Thursday, April 4, 2013

Darkwing Duck, Season One, Episode Forty-Three: "Dances with Bigfoot"

…so it can't REALLY be the case that this episode features the line "that's the snack god!  As in, the favorite meal of the Clinton god!" can it?  If nothing else, surely this was a year or so early for a Clinton joke to have much currency?  Hmm.

Well, it seems Gosalyn wants to be a superhero too, and she has this rather chic red and black "Crimson Quackette" ensemble she's put together.  Drake is less than supportive of this notion, but then the next day, OMG, he disappears, and it's up to her and Honker to find him.  I like the first part which is just the two of them together; they have a good give-and-take, and frankly, I'm finding lately that DW himself often kinda gets on my nerves--a little of that incomptence/massive egoism goes a LONG way.  This first part also features my favorite line: "Bored with your dumb job?  You can become a zeppelin operator today!"  

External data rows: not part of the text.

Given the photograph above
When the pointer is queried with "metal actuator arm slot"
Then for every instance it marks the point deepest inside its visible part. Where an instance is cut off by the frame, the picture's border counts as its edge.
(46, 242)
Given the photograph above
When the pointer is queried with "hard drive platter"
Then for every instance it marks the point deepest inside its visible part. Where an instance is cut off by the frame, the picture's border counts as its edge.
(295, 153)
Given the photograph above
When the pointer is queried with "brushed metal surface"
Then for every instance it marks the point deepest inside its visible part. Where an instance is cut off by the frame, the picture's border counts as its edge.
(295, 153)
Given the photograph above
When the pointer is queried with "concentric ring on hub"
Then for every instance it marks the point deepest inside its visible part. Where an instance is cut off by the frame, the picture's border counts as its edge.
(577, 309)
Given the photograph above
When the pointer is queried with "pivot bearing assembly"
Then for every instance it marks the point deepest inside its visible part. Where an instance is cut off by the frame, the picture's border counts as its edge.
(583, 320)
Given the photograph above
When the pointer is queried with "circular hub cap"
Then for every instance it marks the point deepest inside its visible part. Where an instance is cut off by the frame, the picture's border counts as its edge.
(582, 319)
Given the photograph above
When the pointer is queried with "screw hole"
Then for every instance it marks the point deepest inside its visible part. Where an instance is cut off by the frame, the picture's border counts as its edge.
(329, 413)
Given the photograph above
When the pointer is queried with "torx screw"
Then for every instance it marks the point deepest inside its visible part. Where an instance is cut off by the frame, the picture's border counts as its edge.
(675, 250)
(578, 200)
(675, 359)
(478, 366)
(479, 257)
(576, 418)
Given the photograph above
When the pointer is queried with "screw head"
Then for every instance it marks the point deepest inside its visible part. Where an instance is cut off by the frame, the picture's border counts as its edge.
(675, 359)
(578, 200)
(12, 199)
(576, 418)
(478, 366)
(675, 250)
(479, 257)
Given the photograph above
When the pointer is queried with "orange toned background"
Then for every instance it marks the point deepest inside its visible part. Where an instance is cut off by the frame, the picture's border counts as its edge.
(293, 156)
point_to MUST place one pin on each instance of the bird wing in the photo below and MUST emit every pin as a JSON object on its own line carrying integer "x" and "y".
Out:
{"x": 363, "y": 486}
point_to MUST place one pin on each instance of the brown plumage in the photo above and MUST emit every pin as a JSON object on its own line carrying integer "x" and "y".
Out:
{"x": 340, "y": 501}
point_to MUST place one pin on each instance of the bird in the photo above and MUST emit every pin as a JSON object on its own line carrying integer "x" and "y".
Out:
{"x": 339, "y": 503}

Be that as it may, they eventually, inevitably find him.  It turns out he's been captured by…savage natives who are going to sacrifice him to a volcano god, and it never ceases to baffle me that cartoons--in the nineties, fercryinoutloud--were able to get away with the kind of thing that would get old comics banned for all eternity (or at least until Fantagraphics' magic diplomacy made itself felt).  Not that I'm exactly viscerally offended by it, but it's certainly tasteless and not very clever, though admittedly there are a few amusing moments, as when Honker tries to frighten them away by shining a flashlight under his face only to have them retaliate by blasting him with klieg lights, or when our heroes are going to fly away only to have them pile into a passenger plane that they just happen to have lying around.  On the whole, though, I found the first part of this much more engaging than the second.  I kind of wish the writers were a bit more willing more often to concentrate on the secondary characters like that.